Kragen Sitaker kragen at pobox.com
Mon Jan 28 18:49:55 EST 2002


Jonathan Hogg <jonathan at onegoodidea.com> writes:

> On 28/1/2002 3:56, in article 83sn8rgmc7.fsf at panacea.canonical.org, "Kragen
> Sitaker" <kragen at pobox.com> wrote:
> 
> > The Python of this is len(open('foo.txt').readlines()) --- not as
> > Englishy, and therefore not as easy to learn to read, but not any
> > harder to learn to write, I think.
> 
> This missed my point pretty completely I'm afraid. You've introduced a few
> new hard-to-grasp concepts such as objects, members, argument-less function
> application, sequences, length as a function.

I don't think you need to understand most of these things to learn to
write code like the above, although it will help at the point that you
start defining your own functions.  You need to know the following:

open('foo.txt') names the opened file "foo.txt".
x.readlines() gives us a list of the lines in a text file x.
len(x) gives us the length of the list x.

That's the same amount of memorization you need for AppleScript.

> My point was not that this sort of stuff is hard to learn, but that it has
> to be learnt.

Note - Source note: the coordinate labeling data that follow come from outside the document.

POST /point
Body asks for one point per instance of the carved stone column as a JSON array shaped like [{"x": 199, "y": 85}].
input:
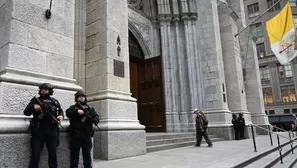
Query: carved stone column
[
  {"x": 277, "y": 97},
  {"x": 250, "y": 65},
  {"x": 33, "y": 50},
  {"x": 108, "y": 83},
  {"x": 214, "y": 78}
]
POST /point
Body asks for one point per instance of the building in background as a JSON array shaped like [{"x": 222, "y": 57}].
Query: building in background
[{"x": 279, "y": 82}]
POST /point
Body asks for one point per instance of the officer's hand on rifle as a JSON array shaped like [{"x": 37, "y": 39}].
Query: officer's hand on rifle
[
  {"x": 37, "y": 107},
  {"x": 80, "y": 112},
  {"x": 60, "y": 118}
]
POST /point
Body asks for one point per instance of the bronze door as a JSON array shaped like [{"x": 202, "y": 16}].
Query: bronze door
[{"x": 151, "y": 111}]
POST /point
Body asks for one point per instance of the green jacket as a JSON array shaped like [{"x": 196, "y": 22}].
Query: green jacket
[{"x": 199, "y": 121}]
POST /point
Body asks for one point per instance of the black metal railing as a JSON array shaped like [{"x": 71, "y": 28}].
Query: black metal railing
[{"x": 270, "y": 132}]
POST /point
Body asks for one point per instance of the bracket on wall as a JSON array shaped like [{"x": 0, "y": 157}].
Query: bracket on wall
[
  {"x": 119, "y": 44},
  {"x": 48, "y": 13}
]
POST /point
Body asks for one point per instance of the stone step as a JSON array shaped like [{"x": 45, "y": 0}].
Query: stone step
[
  {"x": 288, "y": 159},
  {"x": 169, "y": 141},
  {"x": 158, "y": 136},
  {"x": 260, "y": 159},
  {"x": 177, "y": 145},
  {"x": 270, "y": 159}
]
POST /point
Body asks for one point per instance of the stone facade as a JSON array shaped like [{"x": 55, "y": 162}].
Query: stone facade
[
  {"x": 85, "y": 46},
  {"x": 274, "y": 83}
]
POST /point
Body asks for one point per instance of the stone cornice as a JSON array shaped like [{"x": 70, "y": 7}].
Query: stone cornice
[
  {"x": 18, "y": 76},
  {"x": 20, "y": 124},
  {"x": 185, "y": 16},
  {"x": 110, "y": 94},
  {"x": 176, "y": 18}
]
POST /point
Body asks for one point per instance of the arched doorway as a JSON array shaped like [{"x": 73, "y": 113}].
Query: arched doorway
[{"x": 146, "y": 86}]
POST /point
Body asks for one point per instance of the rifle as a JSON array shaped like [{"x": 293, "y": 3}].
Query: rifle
[
  {"x": 35, "y": 100},
  {"x": 87, "y": 115}
]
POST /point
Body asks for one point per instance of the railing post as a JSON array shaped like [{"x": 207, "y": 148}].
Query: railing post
[
  {"x": 291, "y": 142},
  {"x": 254, "y": 140},
  {"x": 280, "y": 150},
  {"x": 271, "y": 142}
]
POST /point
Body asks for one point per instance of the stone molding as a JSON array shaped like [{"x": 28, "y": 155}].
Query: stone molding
[
  {"x": 20, "y": 124},
  {"x": 110, "y": 94},
  {"x": 18, "y": 76},
  {"x": 119, "y": 124}
]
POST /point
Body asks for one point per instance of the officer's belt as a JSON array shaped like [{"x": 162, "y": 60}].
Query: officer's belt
[{"x": 79, "y": 133}]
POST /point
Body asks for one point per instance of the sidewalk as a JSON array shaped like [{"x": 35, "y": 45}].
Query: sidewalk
[{"x": 223, "y": 154}]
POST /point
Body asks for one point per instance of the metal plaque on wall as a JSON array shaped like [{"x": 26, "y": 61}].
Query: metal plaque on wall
[{"x": 118, "y": 68}]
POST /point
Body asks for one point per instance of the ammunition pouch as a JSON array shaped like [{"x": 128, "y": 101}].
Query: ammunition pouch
[
  {"x": 34, "y": 125},
  {"x": 79, "y": 133}
]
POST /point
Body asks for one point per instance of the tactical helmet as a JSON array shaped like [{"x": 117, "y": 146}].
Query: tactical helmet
[
  {"x": 79, "y": 93},
  {"x": 46, "y": 86}
]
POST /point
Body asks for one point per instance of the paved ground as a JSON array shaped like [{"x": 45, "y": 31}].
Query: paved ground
[{"x": 223, "y": 154}]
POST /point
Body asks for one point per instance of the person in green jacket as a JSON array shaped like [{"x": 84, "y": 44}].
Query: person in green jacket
[{"x": 201, "y": 128}]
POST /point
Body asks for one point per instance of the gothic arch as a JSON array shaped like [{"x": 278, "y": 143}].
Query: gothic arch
[{"x": 134, "y": 30}]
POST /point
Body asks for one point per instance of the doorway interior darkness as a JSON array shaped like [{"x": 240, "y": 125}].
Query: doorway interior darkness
[{"x": 146, "y": 86}]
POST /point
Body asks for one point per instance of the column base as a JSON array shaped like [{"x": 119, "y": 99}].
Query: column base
[
  {"x": 120, "y": 135},
  {"x": 222, "y": 131},
  {"x": 110, "y": 145}
]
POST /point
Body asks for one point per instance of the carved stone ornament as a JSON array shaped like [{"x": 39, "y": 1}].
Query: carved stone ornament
[{"x": 138, "y": 4}]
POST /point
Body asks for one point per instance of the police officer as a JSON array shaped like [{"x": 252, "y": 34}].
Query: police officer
[
  {"x": 82, "y": 117},
  {"x": 44, "y": 127},
  {"x": 201, "y": 128}
]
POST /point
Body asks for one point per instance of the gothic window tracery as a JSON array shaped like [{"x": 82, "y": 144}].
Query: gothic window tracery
[{"x": 138, "y": 4}]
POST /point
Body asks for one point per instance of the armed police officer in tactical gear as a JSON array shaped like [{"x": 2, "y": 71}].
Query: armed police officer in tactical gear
[
  {"x": 44, "y": 127},
  {"x": 201, "y": 128},
  {"x": 82, "y": 117}
]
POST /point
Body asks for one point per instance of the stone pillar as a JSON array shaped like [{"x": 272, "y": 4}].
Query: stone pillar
[
  {"x": 215, "y": 92},
  {"x": 277, "y": 97},
  {"x": 179, "y": 67},
  {"x": 107, "y": 81},
  {"x": 294, "y": 69},
  {"x": 252, "y": 82},
  {"x": 80, "y": 42},
  {"x": 33, "y": 50}
]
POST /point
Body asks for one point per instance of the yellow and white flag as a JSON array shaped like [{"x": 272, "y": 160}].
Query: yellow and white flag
[{"x": 281, "y": 32}]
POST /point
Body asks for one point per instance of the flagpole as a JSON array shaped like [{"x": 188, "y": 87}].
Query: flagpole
[{"x": 258, "y": 17}]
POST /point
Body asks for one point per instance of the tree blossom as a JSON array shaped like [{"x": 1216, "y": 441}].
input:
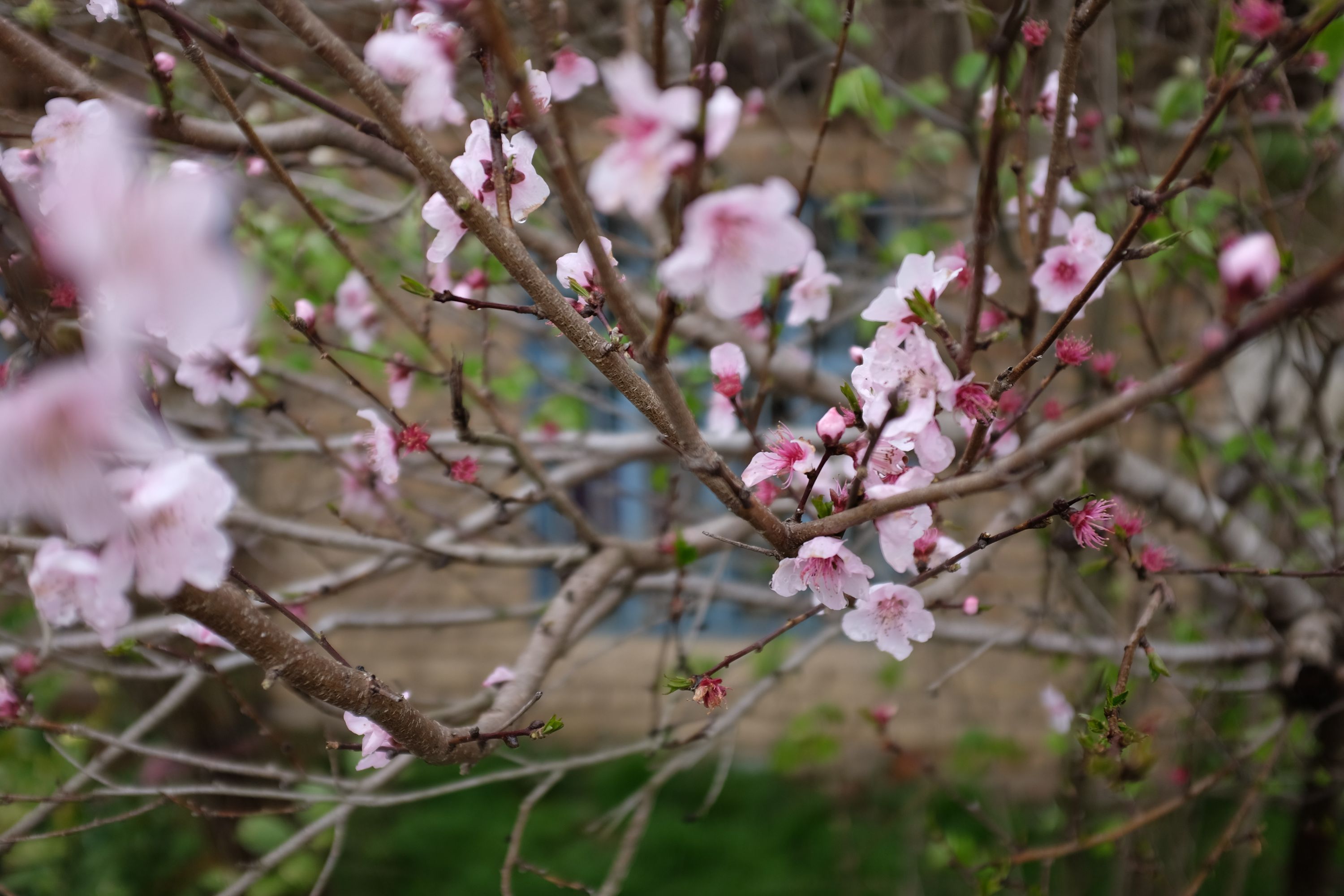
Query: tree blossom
[
  {"x": 475, "y": 167},
  {"x": 70, "y": 585},
  {"x": 1257, "y": 19},
  {"x": 1058, "y": 707},
  {"x": 1155, "y": 558},
  {"x": 722, "y": 115},
  {"x": 810, "y": 297},
  {"x": 500, "y": 676},
  {"x": 893, "y": 616},
  {"x": 1248, "y": 267},
  {"x": 956, "y": 261},
  {"x": 175, "y": 509},
  {"x": 357, "y": 312},
  {"x": 1092, "y": 524},
  {"x": 381, "y": 445},
  {"x": 57, "y": 431},
  {"x": 1049, "y": 104},
  {"x": 729, "y": 366},
  {"x": 201, "y": 634},
  {"x": 464, "y": 469},
  {"x": 101, "y": 10},
  {"x": 710, "y": 692},
  {"x": 831, "y": 428},
  {"x": 217, "y": 374},
  {"x": 569, "y": 74},
  {"x": 363, "y": 493},
  {"x": 785, "y": 457},
  {"x": 146, "y": 254},
  {"x": 578, "y": 269},
  {"x": 917, "y": 273},
  {"x": 440, "y": 215},
  {"x": 827, "y": 569},
  {"x": 425, "y": 61},
  {"x": 733, "y": 242},
  {"x": 371, "y": 751},
  {"x": 633, "y": 172},
  {"x": 400, "y": 381},
  {"x": 1073, "y": 351}
]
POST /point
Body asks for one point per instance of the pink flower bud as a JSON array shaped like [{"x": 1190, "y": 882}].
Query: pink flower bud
[
  {"x": 464, "y": 470},
  {"x": 26, "y": 663},
  {"x": 831, "y": 426},
  {"x": 306, "y": 314},
  {"x": 1034, "y": 33},
  {"x": 1248, "y": 267}
]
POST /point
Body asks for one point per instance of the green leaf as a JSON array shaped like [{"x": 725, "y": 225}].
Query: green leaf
[
  {"x": 416, "y": 288},
  {"x": 683, "y": 552},
  {"x": 1156, "y": 668}
]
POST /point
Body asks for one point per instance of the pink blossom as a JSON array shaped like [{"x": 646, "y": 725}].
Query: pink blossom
[
  {"x": 426, "y": 62},
  {"x": 893, "y": 616},
  {"x": 201, "y": 634},
  {"x": 917, "y": 275},
  {"x": 440, "y": 215},
  {"x": 146, "y": 254},
  {"x": 635, "y": 171},
  {"x": 57, "y": 428},
  {"x": 357, "y": 312},
  {"x": 831, "y": 428},
  {"x": 363, "y": 492},
  {"x": 1248, "y": 267},
  {"x": 827, "y": 569},
  {"x": 1058, "y": 707},
  {"x": 475, "y": 167},
  {"x": 1092, "y": 524},
  {"x": 400, "y": 381},
  {"x": 753, "y": 107},
  {"x": 306, "y": 314},
  {"x": 500, "y": 676},
  {"x": 729, "y": 366},
  {"x": 175, "y": 509},
  {"x": 539, "y": 86},
  {"x": 381, "y": 445},
  {"x": 11, "y": 704},
  {"x": 785, "y": 457},
  {"x": 70, "y": 585},
  {"x": 1049, "y": 103},
  {"x": 375, "y": 739},
  {"x": 464, "y": 469},
  {"x": 710, "y": 692},
  {"x": 956, "y": 261},
  {"x": 1104, "y": 363},
  {"x": 569, "y": 74},
  {"x": 1257, "y": 19},
  {"x": 810, "y": 297},
  {"x": 101, "y": 10},
  {"x": 217, "y": 374},
  {"x": 1155, "y": 558},
  {"x": 578, "y": 269},
  {"x": 733, "y": 242},
  {"x": 722, "y": 115},
  {"x": 1073, "y": 351},
  {"x": 1034, "y": 33}
]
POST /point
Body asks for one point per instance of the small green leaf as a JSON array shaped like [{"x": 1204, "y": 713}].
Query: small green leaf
[
  {"x": 416, "y": 288},
  {"x": 683, "y": 552}
]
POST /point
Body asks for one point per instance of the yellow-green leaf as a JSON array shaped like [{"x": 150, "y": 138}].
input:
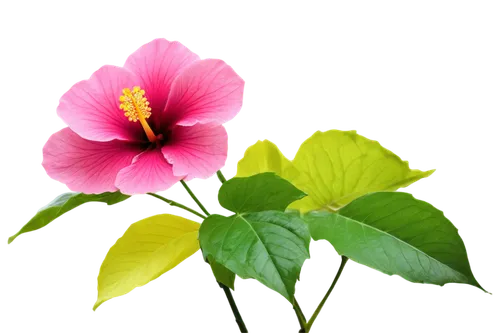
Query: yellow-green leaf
[
  {"x": 146, "y": 250},
  {"x": 333, "y": 167},
  {"x": 264, "y": 155}
]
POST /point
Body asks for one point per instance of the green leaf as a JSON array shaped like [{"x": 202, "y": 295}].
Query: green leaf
[
  {"x": 61, "y": 205},
  {"x": 339, "y": 165},
  {"x": 333, "y": 167},
  {"x": 264, "y": 191},
  {"x": 397, "y": 234},
  {"x": 222, "y": 274},
  {"x": 146, "y": 250},
  {"x": 270, "y": 247}
]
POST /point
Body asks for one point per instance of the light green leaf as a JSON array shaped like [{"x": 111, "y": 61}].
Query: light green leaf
[
  {"x": 61, "y": 205},
  {"x": 270, "y": 247},
  {"x": 333, "y": 167},
  {"x": 222, "y": 274},
  {"x": 339, "y": 165},
  {"x": 146, "y": 250},
  {"x": 397, "y": 234},
  {"x": 263, "y": 191},
  {"x": 264, "y": 155}
]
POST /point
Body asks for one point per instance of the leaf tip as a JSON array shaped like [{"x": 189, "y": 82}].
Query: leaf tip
[{"x": 96, "y": 306}]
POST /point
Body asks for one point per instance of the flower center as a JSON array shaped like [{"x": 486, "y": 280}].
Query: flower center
[{"x": 136, "y": 107}]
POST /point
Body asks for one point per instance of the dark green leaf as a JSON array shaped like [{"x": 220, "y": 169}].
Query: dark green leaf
[
  {"x": 260, "y": 192},
  {"x": 63, "y": 204},
  {"x": 397, "y": 234},
  {"x": 270, "y": 247}
]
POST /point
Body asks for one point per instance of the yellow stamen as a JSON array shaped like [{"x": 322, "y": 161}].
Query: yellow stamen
[{"x": 136, "y": 107}]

It doesn't match the terms and concepts people use in their
> normal lives.

People can't simply use the terms they use in their everyday lives to
write AppleScript.  They can use them to *read* AppleScript, but
writing it is a different matter.  Consider the following variations:

    give me the count of the lines of file 'foo.txt'
    get the count of lines of file foo.txt
    get the number of lines of file foo.txt
    get the count of the lines of file 'foo.txt'
    get the number of lines of document foo.txt
    get the number of lines of foo.txt
    get the number of foo.txt's lines
    get how many lines of file foo.txt
    get the number of lines in file foo.txt

AppleScript still requires ridiculous amounts of rote memorization,
and while its terms may match the terms people use in their everyday
lives, it only uses some of those terms, and they don't mean exactly
what they mean in everyday life.

> To take a single part of your implementation: 'len(<sequence>)'. Consider
> this for a second. 'len' is clearly an abbreviation of 'length'. Why? What
> was wrong with 'length'? Now, we're applying 'length' to a sequence to get
> the number of items in it. How does this make sense?

These are problems, but they are not problems AppleScript solves.

> 'length' isn't something that you do, it's an attribute that
> something has. 'count' is something that you do. Since when did
> someone 'length the items in a sequence'?

Not to put too fine a point on it, but most people don't read f(x) as
"do f to x".  They read it as "<intimidating mathematical formula>" or
"f of x".  "sin" isn't something you do, either --- it's an attribute
that an angle has.

Python does have the problem that it has three different ways to ask
for an attribute of an object:
    len(x)
    x.len
    x.len()

> > The real point you make above is that functional programs are simpler
> > than procedural ones, but that shouldn't be news to anyone.  The only
> > debates over functional programming are (a) can functional programs
> > run fast enough? and (b) can people understand functional programs
> > dealing with abstract concepts?
> 
> No. That's not the point I was making.

That may not have been the point you intended to make, but you did
succeed in making it quite clearly.

> AppleScript is not a functional language,

Your AppleScript example was a functional expression, and that was the
major difference between it and your Python sample.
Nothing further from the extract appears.